The team's accomplishment, described in the April issue of Nature Genetics, should speed research into diseases associated with the X chromosome and encourage similar analyses of other chromosomes.
"To our knowledge, this is the first time critical analysis of an entire chromosome has been done by a group that wasn't involved in determining the chromosome's genetic sequence," says study leader Akhilesh Pandey, M.D., Ph.D., an assistant professor in the McKusick-Nathans Institute of Genetic Medicine at Johns Hopkins and chief scientific adviser to the Institute of Bioinformatics (IOB) in Bangalore, India, where the analyses took place. "We didn't start small. We wanted to prove that complete annotation can be done, and done in a way that lets you find new and unexpected things."
For 18 months, 26 Indian scientists pored through the publicly available sequence of the X chromosome (information generated by the Wellcome Trust Sanger Institute in England and others) to identify genes and other important parts of its DNA.
But unlike other efforts, the team didn't just "mine the data" by using computers to search for known patterns in the genetic sequence. Instead, Pandey decided they would look for similarities between the human X chromosome's protein-encoding instructions and corresponding regions in the mouse. Regions that were identical or nearly so were then examined carefully by IOB biologists.
"We didn't want to start out by saying that genes had to look a certain way," says Pandey. "So our only initial assumption was that if a genetic region is important and codes for a protein, the sequence will be conserved at the protein level. Thus, even if the genetic sequence is different here and there, the protein sequence could still be the same."

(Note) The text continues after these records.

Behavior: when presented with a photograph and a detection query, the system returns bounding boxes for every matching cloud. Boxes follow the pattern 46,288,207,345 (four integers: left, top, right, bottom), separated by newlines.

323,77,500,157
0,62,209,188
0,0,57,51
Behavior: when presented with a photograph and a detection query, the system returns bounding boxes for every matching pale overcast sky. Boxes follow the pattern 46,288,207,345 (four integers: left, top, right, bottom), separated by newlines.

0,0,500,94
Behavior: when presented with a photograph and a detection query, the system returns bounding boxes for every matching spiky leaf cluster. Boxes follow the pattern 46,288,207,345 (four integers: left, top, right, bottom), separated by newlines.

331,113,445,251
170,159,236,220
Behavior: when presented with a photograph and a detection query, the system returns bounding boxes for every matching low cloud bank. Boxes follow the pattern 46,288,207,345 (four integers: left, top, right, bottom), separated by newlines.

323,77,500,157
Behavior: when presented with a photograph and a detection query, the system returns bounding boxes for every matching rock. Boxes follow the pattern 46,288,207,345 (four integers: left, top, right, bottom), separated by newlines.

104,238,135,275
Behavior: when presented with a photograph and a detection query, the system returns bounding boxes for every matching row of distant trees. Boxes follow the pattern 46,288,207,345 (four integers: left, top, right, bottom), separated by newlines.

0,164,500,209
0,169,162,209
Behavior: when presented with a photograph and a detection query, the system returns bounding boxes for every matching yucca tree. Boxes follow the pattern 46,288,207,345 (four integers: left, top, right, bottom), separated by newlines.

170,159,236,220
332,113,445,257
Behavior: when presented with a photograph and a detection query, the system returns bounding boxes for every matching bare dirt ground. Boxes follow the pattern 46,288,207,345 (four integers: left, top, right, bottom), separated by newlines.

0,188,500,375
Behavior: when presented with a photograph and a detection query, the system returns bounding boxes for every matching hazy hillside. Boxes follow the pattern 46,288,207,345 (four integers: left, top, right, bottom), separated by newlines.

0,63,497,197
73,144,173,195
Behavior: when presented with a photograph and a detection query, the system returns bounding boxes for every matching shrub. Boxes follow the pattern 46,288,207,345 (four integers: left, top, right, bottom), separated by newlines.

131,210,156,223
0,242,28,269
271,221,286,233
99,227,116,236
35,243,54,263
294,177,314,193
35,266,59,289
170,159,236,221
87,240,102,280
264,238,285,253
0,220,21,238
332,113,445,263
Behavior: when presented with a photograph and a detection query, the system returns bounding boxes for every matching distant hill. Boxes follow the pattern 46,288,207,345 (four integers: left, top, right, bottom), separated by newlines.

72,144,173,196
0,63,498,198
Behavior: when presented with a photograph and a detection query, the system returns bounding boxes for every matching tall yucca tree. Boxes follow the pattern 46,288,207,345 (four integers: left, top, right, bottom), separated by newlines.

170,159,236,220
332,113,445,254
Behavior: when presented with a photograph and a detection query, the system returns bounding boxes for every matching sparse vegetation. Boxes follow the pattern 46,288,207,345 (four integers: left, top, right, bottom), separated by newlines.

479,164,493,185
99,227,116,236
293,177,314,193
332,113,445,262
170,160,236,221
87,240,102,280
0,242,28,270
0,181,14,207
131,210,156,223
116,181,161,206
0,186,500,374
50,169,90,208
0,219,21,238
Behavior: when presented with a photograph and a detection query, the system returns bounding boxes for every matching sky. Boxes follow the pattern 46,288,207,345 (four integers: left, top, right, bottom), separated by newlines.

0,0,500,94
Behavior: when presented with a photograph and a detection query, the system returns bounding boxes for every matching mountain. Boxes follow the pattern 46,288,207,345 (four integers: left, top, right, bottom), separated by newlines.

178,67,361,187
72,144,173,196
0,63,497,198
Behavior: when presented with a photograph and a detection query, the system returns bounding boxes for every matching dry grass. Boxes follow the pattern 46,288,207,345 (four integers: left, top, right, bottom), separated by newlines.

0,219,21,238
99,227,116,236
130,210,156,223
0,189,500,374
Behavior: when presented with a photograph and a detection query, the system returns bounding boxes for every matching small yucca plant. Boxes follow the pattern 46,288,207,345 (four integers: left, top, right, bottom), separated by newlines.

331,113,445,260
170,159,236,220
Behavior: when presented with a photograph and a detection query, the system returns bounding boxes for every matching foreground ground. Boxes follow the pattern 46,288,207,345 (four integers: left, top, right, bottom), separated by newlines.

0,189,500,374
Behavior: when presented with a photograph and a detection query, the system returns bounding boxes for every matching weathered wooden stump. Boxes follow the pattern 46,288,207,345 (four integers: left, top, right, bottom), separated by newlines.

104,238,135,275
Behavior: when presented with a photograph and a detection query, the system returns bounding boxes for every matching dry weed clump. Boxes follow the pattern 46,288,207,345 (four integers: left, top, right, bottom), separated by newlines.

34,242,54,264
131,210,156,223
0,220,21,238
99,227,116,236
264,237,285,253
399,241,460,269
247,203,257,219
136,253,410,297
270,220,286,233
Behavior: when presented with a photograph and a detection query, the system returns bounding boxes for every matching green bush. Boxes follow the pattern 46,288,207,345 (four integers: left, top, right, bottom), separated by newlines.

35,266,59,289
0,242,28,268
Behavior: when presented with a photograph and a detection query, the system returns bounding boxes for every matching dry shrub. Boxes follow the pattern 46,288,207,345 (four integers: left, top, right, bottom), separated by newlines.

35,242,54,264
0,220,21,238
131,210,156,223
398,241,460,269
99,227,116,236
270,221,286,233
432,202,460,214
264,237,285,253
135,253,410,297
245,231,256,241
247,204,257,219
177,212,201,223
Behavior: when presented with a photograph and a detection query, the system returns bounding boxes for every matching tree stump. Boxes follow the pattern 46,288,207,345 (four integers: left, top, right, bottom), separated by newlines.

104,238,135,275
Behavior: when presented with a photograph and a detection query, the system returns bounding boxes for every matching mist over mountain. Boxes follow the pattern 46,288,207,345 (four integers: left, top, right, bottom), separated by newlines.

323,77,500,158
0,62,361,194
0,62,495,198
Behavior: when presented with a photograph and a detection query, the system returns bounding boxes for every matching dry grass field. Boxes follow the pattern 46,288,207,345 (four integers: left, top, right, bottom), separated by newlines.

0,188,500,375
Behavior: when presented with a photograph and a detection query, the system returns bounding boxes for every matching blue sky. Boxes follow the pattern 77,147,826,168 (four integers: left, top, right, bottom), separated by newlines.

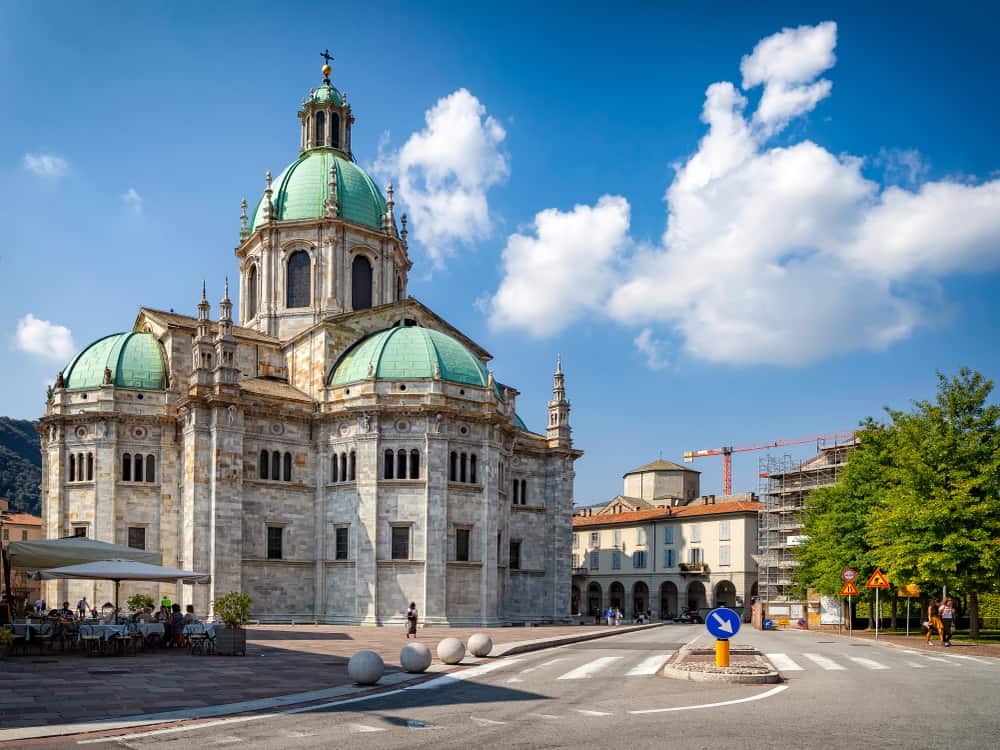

0,3,1000,502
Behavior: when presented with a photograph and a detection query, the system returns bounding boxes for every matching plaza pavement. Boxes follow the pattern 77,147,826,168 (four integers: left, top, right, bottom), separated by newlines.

0,625,649,735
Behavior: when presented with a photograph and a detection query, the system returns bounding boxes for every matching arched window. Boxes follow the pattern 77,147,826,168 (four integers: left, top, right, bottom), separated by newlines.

285,250,312,308
351,255,372,310
316,112,326,146
247,263,257,320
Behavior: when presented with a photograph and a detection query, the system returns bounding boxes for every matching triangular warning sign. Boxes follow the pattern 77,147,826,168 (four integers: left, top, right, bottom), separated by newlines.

840,581,858,596
865,568,889,589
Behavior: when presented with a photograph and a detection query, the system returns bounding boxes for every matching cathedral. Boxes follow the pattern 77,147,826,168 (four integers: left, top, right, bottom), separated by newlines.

39,65,582,625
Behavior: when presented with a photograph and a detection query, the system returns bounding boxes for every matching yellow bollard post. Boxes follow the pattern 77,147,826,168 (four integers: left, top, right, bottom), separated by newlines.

715,638,729,667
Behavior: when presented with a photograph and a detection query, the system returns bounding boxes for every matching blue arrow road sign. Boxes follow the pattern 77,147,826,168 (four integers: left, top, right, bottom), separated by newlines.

Essentially, the researchers took advantage of the redundancy inherent in the genetic code. DNA's four building blocks -- A, T, C and G -- act as instructions for proteins in select three-block sets. These three-block sets each "code" for just one of the 20 possible protein building blocks, or amino acids, but some of the sets code for the same amino acid. For example, the DNA sequences TTGAGGAGC and CTACGATCA are quite different, but both specify the same three amino acids -- leucine, arginine and serine, in that order.
"Instead of telling the computer what to look for, we let nature tell the computer what was important," says Pandey. "When you align the protein-encoding instructions of the human and mouse, the genes jump out at you."

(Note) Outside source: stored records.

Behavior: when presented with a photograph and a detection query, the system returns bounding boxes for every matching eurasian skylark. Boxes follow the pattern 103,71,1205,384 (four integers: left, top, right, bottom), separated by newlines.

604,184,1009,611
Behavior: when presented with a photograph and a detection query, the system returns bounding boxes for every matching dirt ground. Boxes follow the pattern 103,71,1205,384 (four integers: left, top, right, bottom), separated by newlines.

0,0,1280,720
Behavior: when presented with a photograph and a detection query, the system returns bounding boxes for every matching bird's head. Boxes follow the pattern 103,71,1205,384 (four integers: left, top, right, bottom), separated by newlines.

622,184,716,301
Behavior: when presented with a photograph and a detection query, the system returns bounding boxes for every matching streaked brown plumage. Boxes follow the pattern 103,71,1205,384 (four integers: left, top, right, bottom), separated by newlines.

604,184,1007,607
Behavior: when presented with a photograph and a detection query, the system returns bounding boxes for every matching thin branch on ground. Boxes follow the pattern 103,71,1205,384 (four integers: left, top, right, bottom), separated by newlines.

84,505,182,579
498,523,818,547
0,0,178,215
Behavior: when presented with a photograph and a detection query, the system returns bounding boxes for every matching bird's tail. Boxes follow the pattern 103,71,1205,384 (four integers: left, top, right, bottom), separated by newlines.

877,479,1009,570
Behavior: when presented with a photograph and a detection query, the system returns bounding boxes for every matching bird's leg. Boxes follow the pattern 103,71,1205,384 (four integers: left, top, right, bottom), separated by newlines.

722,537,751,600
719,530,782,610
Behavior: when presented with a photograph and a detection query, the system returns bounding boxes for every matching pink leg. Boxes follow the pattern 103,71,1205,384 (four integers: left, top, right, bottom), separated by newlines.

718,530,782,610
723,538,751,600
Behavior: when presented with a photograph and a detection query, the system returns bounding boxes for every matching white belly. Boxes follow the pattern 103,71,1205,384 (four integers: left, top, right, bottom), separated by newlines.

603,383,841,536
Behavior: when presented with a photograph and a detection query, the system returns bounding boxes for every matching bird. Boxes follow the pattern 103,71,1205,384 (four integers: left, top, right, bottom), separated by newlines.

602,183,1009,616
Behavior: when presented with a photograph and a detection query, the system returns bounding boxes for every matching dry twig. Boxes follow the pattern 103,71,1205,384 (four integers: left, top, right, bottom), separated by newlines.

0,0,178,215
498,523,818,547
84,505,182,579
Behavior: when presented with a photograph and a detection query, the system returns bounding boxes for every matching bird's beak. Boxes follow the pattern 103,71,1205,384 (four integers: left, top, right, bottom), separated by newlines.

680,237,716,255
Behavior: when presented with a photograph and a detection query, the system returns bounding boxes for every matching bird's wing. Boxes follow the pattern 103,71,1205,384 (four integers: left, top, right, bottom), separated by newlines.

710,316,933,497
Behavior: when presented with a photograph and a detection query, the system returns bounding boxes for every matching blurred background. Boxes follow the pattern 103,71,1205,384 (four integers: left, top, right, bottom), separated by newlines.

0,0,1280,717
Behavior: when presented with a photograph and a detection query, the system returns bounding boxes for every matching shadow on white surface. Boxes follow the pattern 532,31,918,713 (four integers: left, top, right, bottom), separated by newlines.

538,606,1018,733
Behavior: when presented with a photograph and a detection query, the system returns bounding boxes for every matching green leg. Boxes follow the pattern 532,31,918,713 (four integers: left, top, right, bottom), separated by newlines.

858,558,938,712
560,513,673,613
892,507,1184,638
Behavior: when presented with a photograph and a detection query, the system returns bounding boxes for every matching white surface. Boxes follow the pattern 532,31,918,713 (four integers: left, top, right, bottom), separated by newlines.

In the regions that were the same between species, the scientists found 43 new "gene structures" that encode proteins. Some of the newly identified genes sit in regions long tied to X-linked mental retardation syndromes, which appear only in boys, or other disorders. Quite remarkably, Pandey says, almost half of the new genes don't look like any previously known genes, nor do they look like each other.
"These would not be found any other way, because no one knew to look for them," he says. "No one had ever identified any aspect of their sequences as being important."
The IOB scientists and the U.S. members of the team experimentally investigated a few of the new genes to confirm the comparative approach's validity. Their results, as well as data created by other scientists since the U.S-India team started working, confirm the existence of some of the newly identified genes. The team's work also showed that some so-called pseudogenes on the X chromosome are actually expressed, or transcribed, which contradicts the widespread idea that they are functionless.
"We're really trying to show that complete annotation of chromosomes can be done, and that doing it this way means you can find things you don't expect to find," says Pandey. "It's long, painstaking work, but it's worth it."
Pandey hopes that researchers will take the initiative to annotate sequenced genetic information and validate regions used in their work.